Hi everyone :slightly_smiling_face:

This is a notice to inform all those who have submitted bulk import requests that we are currently reviewing our policy and procedures for bulk requests sentences validation. At this time, we will not be ingesting any bulk sentences. We will provide the necessary information once this review process is complete. We apologize for any inconvenience this may cause.

Thank yiu



Thank you for the update on the bulk import requests review. I understand the need for a thorough review process to ensure quality and compliance.

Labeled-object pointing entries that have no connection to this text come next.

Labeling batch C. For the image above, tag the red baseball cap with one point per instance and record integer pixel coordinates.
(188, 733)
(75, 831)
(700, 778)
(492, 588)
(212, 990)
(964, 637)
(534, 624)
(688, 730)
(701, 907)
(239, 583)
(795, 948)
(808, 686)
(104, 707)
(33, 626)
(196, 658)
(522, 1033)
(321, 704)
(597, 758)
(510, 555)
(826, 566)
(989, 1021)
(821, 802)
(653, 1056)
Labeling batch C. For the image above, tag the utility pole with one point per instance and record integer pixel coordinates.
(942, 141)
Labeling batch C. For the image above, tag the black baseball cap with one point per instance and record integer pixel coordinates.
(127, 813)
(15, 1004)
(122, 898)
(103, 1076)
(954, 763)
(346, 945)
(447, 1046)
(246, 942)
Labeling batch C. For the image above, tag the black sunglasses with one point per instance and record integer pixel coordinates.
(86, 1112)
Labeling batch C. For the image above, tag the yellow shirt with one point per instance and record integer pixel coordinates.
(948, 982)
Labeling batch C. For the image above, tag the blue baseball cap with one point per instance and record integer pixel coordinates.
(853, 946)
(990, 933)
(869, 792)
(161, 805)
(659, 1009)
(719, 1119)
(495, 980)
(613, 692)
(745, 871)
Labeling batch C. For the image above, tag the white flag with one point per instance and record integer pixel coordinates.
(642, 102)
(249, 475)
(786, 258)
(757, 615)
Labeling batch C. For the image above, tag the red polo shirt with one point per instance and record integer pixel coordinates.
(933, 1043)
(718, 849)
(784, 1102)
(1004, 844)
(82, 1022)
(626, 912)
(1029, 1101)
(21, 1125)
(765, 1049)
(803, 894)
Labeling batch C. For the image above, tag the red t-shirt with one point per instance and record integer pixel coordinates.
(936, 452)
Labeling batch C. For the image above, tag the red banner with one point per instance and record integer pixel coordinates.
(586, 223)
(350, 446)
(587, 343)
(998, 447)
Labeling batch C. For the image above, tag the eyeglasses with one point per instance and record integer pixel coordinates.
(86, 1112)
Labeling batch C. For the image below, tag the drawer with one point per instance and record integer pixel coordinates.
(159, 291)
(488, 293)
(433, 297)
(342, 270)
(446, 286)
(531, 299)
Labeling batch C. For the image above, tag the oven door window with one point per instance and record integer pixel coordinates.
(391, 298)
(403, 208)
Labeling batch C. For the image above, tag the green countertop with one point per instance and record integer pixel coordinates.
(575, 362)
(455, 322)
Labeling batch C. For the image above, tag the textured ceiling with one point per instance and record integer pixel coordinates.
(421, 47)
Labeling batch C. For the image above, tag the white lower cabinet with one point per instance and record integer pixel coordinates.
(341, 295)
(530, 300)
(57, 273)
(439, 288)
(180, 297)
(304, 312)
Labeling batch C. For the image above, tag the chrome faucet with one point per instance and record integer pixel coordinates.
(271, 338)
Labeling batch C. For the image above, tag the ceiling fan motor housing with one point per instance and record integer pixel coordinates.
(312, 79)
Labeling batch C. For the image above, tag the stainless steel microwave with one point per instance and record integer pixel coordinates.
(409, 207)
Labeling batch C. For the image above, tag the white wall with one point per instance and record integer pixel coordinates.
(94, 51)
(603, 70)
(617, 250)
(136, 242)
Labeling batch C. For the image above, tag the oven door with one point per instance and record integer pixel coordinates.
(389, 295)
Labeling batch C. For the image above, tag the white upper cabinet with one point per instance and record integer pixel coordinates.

I submitted approximately 2000 sentences a couple days ago, all from public domain articles on SNL.no, adhering to Mozilla Common Voice requirements. Extracted by a script accessing the SNL.no api

I’m eager to contribute these to the project. In light of the current pause on bulk imports, would it be acceptable for me to submit these sentences individually, or would you recommend that I wait until the review of the bulk import policy is completed?

Best regards

Hey @Gina_Moape, regardless of bulk or single, please also consider a change in the public sentence additions.

IMO, it is necessary to keep track of who added the sentence, so that you can reach them in case of problems (license, junk or low Q additions etc). The source field is not sufficient in bad additions, in some cases you need to remove all additions from a spammer for example.

I urge you to consider that only registered users can add sentences. Text corpora and its quality is the most important aspect of the dataset.